SAS’ long-standing relationship with the British Army is built on mutual respect and grounded by a reciprocal understanding of each others’ capabilities, strengths, and weaknesses. Roderick Crawford, VP and Country GM for SAS UKI, states that the company’s thorough grasp of the defence sector makes it an ideal partner for the Army as it undergoes its own digital transformation. 

“Major General Jon Cole told us that he wanted to enable better, faster decision-making in order to improve operational efficiency,” he explains. Therefore, SAS’ task was to help the British Army realise the “significant potential” of data through the use of artificial intelligence (AI) to automate tasks and conduct complex analysis.

In 2020, the Army invested in the SAS ‘Viya platform’ as an overture to embarking on its new digital roadmap. The goal was to deliver a new way of working that enabled agility, flexibility, faster deployment, and reduced risk and cost: “SAS put a commercial framework in place to free the Army of limits in terms of their access to our tech capabilities.”

Doing so was important not just in terms of facilitating faster innovation but also, in Crawford’s words, to “connect the unconnected.” This means structuring data in a simultaneously secure and accessible manner for all skill levels, from analysts to data engineers and military commanders. The result is that analytics and decision-making that drives innovation and increases collaboration.

Crawford also highlights the importance of the SAS platform’s open nature, “General Cole was very clear that the Army wanted a way to work with other data and analytics tools such as Python. We allow them to do that, but with improved governance and faster delivery capabilities.”

SAS realises that collaboration is at the heart of a strong partnership and has been closely developing a long-term roadmap with the Army. “Although we're separate organisations, we come together to work effectively as one,” says Crawford. “Companies usually find it very easy to partner with SAS because we're a very open, honest, and people-based business by nature.”

With digital technology itself changing with great regularity, it’s safe to imagine that SAS’ own relationship with the Army will become even closer and more diverse. As SAS assists it in enhancing its operational readiness and providing its commanders with a secure view of key data points, Crawford is certain that the company will have a continually valuable role to play.

“As warfare moves into what we might call ‘the grey-zone’, the need to understand, decide, and act on complex information streams and diverse sources has never been more important. AI, computer vision and natural language processing are technologies that we hope to exploit over the next three to five years in conjunction with the Army.”

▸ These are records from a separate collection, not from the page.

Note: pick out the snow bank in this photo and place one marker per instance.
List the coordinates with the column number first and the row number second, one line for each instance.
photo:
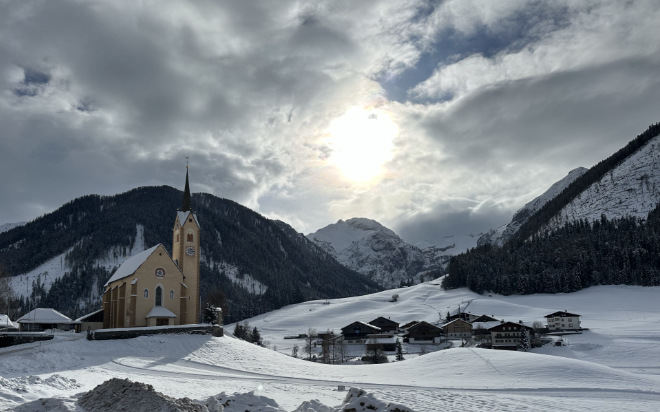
column 123, row 395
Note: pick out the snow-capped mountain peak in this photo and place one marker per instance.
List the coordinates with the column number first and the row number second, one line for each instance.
column 370, row 248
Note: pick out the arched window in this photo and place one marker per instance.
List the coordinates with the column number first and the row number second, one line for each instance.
column 159, row 296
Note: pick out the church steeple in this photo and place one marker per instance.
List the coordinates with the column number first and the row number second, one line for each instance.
column 186, row 194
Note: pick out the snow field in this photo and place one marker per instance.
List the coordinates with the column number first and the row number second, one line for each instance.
column 613, row 366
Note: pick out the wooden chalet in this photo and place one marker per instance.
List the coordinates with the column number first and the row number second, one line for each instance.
column 357, row 332
column 559, row 321
column 385, row 324
column 457, row 329
column 424, row 332
column 507, row 335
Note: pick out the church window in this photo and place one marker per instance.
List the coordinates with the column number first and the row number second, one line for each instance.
column 159, row 296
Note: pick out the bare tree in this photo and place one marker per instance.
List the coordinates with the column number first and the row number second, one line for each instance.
column 341, row 350
column 5, row 291
column 310, row 342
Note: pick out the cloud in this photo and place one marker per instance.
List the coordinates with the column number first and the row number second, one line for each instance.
column 493, row 102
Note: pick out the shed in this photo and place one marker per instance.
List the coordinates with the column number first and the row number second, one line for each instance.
column 44, row 318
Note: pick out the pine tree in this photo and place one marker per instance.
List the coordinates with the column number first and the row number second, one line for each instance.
column 399, row 351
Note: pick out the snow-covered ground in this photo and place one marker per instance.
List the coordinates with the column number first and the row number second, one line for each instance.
column 613, row 366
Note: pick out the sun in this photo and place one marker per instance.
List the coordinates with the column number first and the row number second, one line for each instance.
column 361, row 142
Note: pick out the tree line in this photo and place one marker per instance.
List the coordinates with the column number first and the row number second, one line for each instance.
column 578, row 255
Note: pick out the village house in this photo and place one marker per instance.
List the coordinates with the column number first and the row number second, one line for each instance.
column 42, row 319
column 385, row 342
column 424, row 332
column 405, row 327
column 457, row 329
column 385, row 324
column 6, row 325
column 90, row 321
column 559, row 321
column 358, row 332
column 508, row 335
column 484, row 319
column 153, row 288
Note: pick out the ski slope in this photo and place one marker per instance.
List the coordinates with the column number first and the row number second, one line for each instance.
column 613, row 366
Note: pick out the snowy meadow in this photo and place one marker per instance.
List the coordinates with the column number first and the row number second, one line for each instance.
column 615, row 365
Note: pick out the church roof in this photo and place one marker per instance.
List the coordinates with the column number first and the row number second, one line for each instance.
column 44, row 315
column 160, row 312
column 5, row 322
column 131, row 264
column 183, row 217
column 186, row 195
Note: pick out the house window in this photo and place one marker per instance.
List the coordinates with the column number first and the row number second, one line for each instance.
column 159, row 296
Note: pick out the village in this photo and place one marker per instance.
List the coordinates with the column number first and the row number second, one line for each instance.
column 383, row 338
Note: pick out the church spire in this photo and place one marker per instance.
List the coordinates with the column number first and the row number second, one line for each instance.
column 186, row 193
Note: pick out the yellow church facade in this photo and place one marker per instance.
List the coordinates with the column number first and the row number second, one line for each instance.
column 154, row 288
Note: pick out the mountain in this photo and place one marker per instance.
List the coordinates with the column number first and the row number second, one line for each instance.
column 602, row 228
column 9, row 226
column 62, row 259
column 500, row 235
column 368, row 247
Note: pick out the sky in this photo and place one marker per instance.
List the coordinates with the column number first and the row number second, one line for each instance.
column 434, row 118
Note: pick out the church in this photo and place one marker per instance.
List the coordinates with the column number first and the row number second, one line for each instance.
column 153, row 288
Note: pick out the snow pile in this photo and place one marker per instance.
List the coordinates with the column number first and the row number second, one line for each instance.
column 124, row 395
column 241, row 402
column 360, row 401
column 23, row 384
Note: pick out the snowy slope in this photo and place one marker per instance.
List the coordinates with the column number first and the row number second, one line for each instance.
column 56, row 267
column 502, row 234
column 9, row 226
column 632, row 188
column 614, row 366
column 368, row 247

Fundamentally, data analytics is a tool for gaining valuable insights and expediting the delivery of outcomes. The goal of the two parties’ partnership, concludes Crawford, will be to reach the point where both access to data and decision-making can be performed qualitatively and in real-time.

“SAS is absolutely delighted to have this relationship with the British Army, and across the MOD. It’s a great privilege to be part of the armed forces covenant.”